GObject.type_register (GaussGammaTErr)


Defining the model set (NcmMset), data set (NcmDataset) and NcmLikelihood objects to carry out a statistical analysis. 

The method `param_set_ftype` defines the parameters that can be fitted: `mid` - to which model set the parameter belongs to, `pid` - parameters' id, NcmParamType (FREE or FIXED) to say if the parameter will be fitted or not.

In [None]:
moo = clmm.Modeling (massdef = 'mean', delta_mdef = 200, halo_profile_model = 'nfw')
moo.set_cosmo (cosmo)

ggt = GaussGammaTErr ()

ggt.init_from_data (z_cluster = cluster_z, r_source = cl.profile['radius'], z_source = cl.profile['z'], 
                    gt_profile = cl.profile['gt'], gt_err = cl.profile['gt_err'], moo = moo)

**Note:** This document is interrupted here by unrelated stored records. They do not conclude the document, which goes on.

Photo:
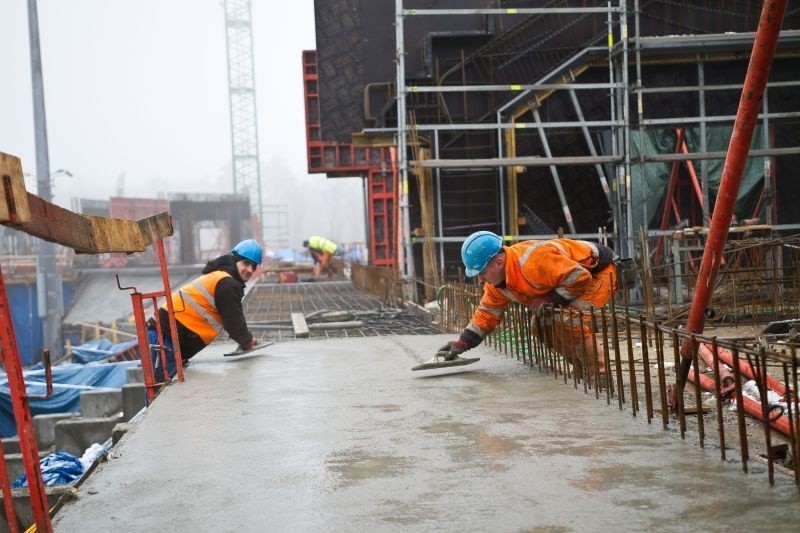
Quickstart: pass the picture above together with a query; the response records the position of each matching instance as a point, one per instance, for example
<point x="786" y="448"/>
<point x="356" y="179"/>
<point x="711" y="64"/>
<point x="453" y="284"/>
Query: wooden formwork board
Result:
<point x="83" y="233"/>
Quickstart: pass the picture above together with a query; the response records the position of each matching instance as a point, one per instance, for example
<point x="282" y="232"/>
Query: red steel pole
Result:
<point x="755" y="82"/>
<point x="22" y="416"/>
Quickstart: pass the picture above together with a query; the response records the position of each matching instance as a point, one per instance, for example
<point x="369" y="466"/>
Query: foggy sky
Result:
<point x="139" y="88"/>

mset = ggt.moo.get_mset ()

#Parameters: cluster mass (log base 10) and concentration
MDelta_pi = mset.param_get_by_full_name ("NcHaloDensityProfile:log10MDelta")
cDelta_pi = mset.param_get_by_full_name ("NcHaloDensityProfile:cDelta")

mset.param_set_ftype (MDelta_pi.mid, MDelta_pi.pid, Ncm.ParamType.FREE)
mset.param_set_ftype (cDelta_pi.mid, cDelta_pi.pid, Ncm.ParamType.FREE)
mset.prepare_fparam_map ()

dset = Ncm.Dataset.new ()
dset.append_data (ggt)
lh = Ncm.Likelihood.new (dset)


### Fitting parameters: Fisher Matrix

The NcmFit object receives the NcmLikelihood and NcmMset objects. The user also indicates the fitting algorithm and the numerical differentiation method.  
Functions `run` and `fisher` computes the [best-fit](https://en.wikipedia.org/wiki/Maximum_likelihood_estimation) and the [fisher matrix](https://en.wikipedia.org/wiki/Fisher_information#Multivariate_normal_distribution), respectively. `log_info` prints the complete information about the data used, models and its parameters, and `log_covar` prints the best-fit along with the error-bar and the covariance matrix.

In [None]:
fit = Ncm.Fit.new (Ncm.FitType.NLOPT, "ln-neldermead", lh, mset, Ncm.FitGradType.NUMDIFF_FORWARD)
fit.run (Ncm.FitRunMsgs.SIMPLE)
fit.fisher ()
fit.log_info ()
fit.log_covar ()

With this 'wrong' model, the best-fit mass is biased low:

In [None]:
m_est = 10**mset.param_get (MDelta_pi.mid, MDelta_pi.pid)
m_est_err = fit.covar_sd (MDelta_pi.mid, MDelta_pi.pid) * m_est * math.log (10.0)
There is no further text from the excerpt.